Open NeuroForLunch opened 3 years ago
wow -- https://www.robots.ox.ac.uk/~vgg/data is an awesome collection of datasets. I think collecting them under http://datasets.datalad.org/?dir=/labs/vgg (or may be even just straight on the top level?) . Some are an easy job for the crawler. Running now
datalad crawl-init --save --template=simple_with_archives 'a_href_match_=.*/data/.*\.zip' url=https://www.robots.ox.ac.uk/~vgg/data/voxconverse/ leading_dirs_depth=0
datalad crawl
datalad install -d . -s https://github.com/joonson/voxconverse labels
to see what happens for voxconverse one... Result you can see at https://github.com/yarikoptic/demo-vgg-voxconverse (I am not redistributing any data file there, so to datalad get
will fetch entire original archive from its original location for this one), which I got there via
datalad create-sibling-github --github-login yarikoptic -s gh-yarikoptic demo-vgg-voxconverse
datalad push --to gh-yarikoptic # after tuning url to be ssh since github no longer allows user/pw..

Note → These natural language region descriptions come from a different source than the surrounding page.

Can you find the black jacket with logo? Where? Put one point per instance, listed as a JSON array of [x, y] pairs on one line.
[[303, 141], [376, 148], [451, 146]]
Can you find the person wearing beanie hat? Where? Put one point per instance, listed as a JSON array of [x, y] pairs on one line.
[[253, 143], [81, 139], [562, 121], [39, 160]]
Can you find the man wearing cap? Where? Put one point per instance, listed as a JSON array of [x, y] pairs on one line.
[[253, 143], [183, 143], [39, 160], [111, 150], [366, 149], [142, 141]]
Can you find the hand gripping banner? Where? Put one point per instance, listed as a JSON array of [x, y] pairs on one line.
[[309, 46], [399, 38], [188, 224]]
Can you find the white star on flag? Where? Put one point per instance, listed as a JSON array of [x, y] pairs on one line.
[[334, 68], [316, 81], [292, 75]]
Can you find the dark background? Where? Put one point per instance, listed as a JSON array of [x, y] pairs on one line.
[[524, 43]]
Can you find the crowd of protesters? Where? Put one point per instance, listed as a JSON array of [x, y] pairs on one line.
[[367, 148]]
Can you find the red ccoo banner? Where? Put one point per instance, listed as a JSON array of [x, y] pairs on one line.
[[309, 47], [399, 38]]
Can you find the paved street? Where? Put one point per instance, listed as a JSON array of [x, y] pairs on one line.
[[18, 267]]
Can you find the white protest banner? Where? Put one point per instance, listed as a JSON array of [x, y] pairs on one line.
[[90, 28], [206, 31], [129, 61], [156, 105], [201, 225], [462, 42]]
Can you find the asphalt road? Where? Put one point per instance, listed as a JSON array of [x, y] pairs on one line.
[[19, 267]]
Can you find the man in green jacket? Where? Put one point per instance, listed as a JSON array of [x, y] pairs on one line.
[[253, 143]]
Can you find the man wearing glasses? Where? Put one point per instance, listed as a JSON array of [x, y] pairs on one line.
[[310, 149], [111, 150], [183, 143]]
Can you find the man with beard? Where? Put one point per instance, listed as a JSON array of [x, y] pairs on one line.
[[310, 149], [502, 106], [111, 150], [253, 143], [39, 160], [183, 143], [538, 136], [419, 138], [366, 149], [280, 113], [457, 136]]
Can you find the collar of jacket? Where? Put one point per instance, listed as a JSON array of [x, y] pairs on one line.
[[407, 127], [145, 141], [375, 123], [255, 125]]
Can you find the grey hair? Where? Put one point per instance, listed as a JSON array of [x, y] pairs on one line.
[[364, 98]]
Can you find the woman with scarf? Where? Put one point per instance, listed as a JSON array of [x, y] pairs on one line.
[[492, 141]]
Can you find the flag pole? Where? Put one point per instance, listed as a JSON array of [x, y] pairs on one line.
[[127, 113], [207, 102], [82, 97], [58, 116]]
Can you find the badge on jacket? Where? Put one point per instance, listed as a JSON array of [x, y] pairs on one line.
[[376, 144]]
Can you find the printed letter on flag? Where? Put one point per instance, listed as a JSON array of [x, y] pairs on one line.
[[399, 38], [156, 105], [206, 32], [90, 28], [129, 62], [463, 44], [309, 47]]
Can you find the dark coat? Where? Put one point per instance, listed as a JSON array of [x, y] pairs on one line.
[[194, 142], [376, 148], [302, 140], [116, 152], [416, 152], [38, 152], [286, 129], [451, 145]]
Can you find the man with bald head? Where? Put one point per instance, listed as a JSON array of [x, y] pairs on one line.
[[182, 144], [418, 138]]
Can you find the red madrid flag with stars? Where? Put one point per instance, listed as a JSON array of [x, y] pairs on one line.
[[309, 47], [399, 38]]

The voxceleb is trickier due to all the split archives, and our crawler can fetch them but then we really would need to re-distributed extracted files after manual "cat"ing them all together
(attn @joonson) and we would be glad to help to ensure dissemination and easier access. But not sure if we could host and re-distribute all of it from datasets.datalad.org where we generally prefer to not mirror the data. May be we could/should provide re-distribution through datalad-osf special remote, i.e. depositing to OSF...
overall -- the chance exists, but needs thinking/time investment to make it happen. Interested to join the effort? ;-)
The voxceleb is trickier due to all the split archives, and our crawler can fetch them but then we really would need to re-distributed extracted files after manual "cat"ing them all together
It would be awesome to be able to download a certain number of files instead of the giant archives.
The voxceleb is trickier due to all the split archives, and our crawler can fetch them but then we really would need to re-distributed extracted files after manual "cat"ing them all together
It would be awesome to be able to download a certain number of files instead of the giant archives.
I do get the incentive and it should be possible
The downloads are very slow from their site, the mirrors do not always work, and their google drive link is dead.
https://www.robots.ox.ac.uk/~vgg/data/voxceleb/